Staatswirtschaft, Steuererhöhungen, Subventionen sind der Wesenskern der SPD-Politik. Die ehemalige Volkspartei der einfachen Leute hat die einfachen Leute verraten und verloren. Die SPD müsste sich erst einmal ihrer selbst besinnen und erneuern. An der Regierung klappt das nicht. Das hätte die Partei im Sturzflug auch nicht verdient. Der schwache Schwätzer Scholz ist für Merz der leichteste Gegner. Aber dann muss er auch Wahlkampf gegen ihn führen. Das Risiko, es mit ihm nach der Wahl zu tun zu bekommen, ist gering.
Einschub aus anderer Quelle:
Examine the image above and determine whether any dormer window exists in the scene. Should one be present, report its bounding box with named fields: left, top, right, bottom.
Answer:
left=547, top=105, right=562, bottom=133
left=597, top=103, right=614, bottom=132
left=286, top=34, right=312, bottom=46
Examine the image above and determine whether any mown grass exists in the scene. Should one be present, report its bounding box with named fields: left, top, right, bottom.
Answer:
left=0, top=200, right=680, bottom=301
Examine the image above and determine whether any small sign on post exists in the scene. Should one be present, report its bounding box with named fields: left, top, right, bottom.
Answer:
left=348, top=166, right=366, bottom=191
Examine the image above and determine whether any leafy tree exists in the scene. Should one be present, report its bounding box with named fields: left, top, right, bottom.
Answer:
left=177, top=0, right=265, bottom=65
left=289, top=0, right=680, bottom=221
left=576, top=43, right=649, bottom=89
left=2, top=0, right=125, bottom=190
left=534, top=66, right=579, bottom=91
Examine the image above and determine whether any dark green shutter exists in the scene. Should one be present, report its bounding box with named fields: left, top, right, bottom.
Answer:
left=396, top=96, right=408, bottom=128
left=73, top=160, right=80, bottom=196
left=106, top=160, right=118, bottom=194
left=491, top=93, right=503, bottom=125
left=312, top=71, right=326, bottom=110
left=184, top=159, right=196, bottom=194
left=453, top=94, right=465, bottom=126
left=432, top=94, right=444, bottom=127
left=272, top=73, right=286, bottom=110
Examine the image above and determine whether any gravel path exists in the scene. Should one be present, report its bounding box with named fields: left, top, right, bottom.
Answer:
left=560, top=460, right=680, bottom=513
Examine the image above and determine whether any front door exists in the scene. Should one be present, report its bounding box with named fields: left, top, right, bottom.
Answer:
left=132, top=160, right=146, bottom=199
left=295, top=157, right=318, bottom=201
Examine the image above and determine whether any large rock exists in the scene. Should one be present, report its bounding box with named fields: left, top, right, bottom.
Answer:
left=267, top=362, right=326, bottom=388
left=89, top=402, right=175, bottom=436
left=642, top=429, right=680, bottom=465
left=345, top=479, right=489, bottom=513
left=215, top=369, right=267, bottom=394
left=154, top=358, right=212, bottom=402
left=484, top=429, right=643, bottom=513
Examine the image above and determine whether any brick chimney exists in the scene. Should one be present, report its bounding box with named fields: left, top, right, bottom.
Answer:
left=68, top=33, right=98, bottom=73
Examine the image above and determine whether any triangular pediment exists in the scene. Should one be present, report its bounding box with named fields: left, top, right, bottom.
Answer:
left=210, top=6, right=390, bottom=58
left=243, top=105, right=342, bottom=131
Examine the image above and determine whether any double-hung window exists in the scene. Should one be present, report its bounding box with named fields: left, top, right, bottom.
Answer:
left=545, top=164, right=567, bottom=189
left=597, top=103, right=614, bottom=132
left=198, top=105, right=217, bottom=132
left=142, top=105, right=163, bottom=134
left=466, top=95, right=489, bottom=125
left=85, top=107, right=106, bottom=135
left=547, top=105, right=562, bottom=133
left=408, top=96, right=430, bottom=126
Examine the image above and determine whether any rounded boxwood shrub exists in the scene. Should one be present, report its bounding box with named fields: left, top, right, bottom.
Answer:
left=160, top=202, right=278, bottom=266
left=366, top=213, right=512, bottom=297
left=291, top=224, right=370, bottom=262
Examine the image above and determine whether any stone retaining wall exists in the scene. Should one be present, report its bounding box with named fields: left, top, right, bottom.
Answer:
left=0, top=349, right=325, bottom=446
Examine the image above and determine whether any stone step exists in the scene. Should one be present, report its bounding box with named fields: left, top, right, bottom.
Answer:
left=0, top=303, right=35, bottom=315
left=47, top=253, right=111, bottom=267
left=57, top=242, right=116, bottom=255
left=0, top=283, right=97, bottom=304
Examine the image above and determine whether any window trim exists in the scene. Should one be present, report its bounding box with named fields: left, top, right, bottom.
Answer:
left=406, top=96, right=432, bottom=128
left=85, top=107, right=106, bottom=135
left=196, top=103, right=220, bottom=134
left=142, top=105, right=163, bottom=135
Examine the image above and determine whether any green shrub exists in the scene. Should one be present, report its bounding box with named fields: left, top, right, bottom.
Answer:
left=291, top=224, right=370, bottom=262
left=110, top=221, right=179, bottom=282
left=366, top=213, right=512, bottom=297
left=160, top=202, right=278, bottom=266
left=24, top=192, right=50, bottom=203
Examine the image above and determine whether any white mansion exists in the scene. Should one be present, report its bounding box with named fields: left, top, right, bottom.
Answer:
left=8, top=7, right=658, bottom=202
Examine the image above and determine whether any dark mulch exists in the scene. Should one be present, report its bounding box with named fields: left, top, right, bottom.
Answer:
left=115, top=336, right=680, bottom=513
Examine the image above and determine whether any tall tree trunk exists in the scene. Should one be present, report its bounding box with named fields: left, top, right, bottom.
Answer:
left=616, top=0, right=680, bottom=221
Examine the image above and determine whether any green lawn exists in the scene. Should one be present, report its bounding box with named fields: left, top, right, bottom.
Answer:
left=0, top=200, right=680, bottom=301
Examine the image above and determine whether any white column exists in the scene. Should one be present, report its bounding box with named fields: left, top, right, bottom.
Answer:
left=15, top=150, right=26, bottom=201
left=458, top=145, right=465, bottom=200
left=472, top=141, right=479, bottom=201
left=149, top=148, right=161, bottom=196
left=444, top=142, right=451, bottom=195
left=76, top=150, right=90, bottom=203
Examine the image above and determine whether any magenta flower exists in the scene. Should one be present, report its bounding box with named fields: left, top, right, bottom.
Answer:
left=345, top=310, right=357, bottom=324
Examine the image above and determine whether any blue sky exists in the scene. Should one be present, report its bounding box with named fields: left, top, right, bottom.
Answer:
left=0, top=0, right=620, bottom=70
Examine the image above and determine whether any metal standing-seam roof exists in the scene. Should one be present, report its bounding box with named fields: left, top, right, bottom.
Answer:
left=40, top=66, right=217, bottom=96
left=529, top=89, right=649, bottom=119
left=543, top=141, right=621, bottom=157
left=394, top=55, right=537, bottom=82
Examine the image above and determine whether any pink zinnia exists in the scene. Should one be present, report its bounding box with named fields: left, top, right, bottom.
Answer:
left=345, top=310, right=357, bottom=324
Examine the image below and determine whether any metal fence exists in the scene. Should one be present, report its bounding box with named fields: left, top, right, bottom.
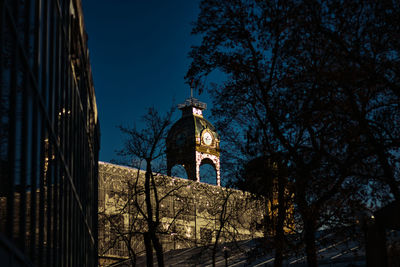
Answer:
left=0, top=0, right=99, bottom=266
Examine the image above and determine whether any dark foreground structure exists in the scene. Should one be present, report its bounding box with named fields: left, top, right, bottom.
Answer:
left=0, top=0, right=99, bottom=266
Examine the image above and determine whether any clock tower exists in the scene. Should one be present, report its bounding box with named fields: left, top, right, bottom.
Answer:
left=167, top=97, right=221, bottom=186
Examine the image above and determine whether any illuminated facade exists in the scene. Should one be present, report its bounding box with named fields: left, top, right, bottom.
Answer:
left=99, top=162, right=265, bottom=266
left=0, top=0, right=99, bottom=266
left=167, top=97, right=221, bottom=185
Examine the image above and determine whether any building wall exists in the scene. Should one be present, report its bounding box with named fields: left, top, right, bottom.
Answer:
left=0, top=0, right=99, bottom=266
left=99, top=162, right=265, bottom=266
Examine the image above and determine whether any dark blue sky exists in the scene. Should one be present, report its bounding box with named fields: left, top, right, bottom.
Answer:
left=82, top=0, right=212, bottom=161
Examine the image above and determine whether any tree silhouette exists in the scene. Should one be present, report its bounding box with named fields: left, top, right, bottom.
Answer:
left=186, top=0, right=400, bottom=266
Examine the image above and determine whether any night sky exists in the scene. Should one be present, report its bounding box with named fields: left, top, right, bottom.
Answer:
left=82, top=0, right=213, bottom=161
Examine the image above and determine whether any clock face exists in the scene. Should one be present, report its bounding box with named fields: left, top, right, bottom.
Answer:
left=203, top=132, right=213, bottom=146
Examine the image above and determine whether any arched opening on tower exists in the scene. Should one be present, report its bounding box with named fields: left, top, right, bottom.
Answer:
left=200, top=159, right=217, bottom=185
left=171, top=164, right=188, bottom=179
Bei den Sondierungsgesprächen werden andere das Wort führen. Klingbeil, Pistorius, Kühnert, eine Frau wird auch dabei sein, vielleicht Faeser (grauenhafte Vorstellung). Aber grauenhafter sind Habeck, Baerbock und Lang als selbsternannte Erziehungsberechtigte der deutschen Bürger.

VI.

Fazit: Aus diesem Dilemma kommt Merz, oder wer auch immer Scholz im Amt nachfolgen wird, nicht heraus. Die Union kann und muss sich liberalen und konservativen Wählern öffnen, darf aber keine Koalition mit Rechtsaußen eingehen. Deshalb dürfte sie auch kein Bündnis mit Links-Grün oder Grün-Links in Aussicht stellen. Blöde Sache, so eine Demokratie. Es gäbe eine Lösung, zumindest theoretisch: Merz bildet eine Minderheitsregierung, sucht sich seine Mehrheiten von Fall zu Fall – dann darf er die fallweise Zustimmung der AfD nicht verschmähen. Dann verliert er zwar womöglich schneller die Macht, doch wenigstens wissen die Wähler dann, wofür die Union steht – und fällt. Gut für das Land wäre es auch. Aber dazu müsste Merz erst einmal mit der Mehrheit des Bundestags zum Kanzler gewählt werden – und nicht nur von Union und AfD. Wie auch immer man es betrachtet: Das Dilemma bleibt.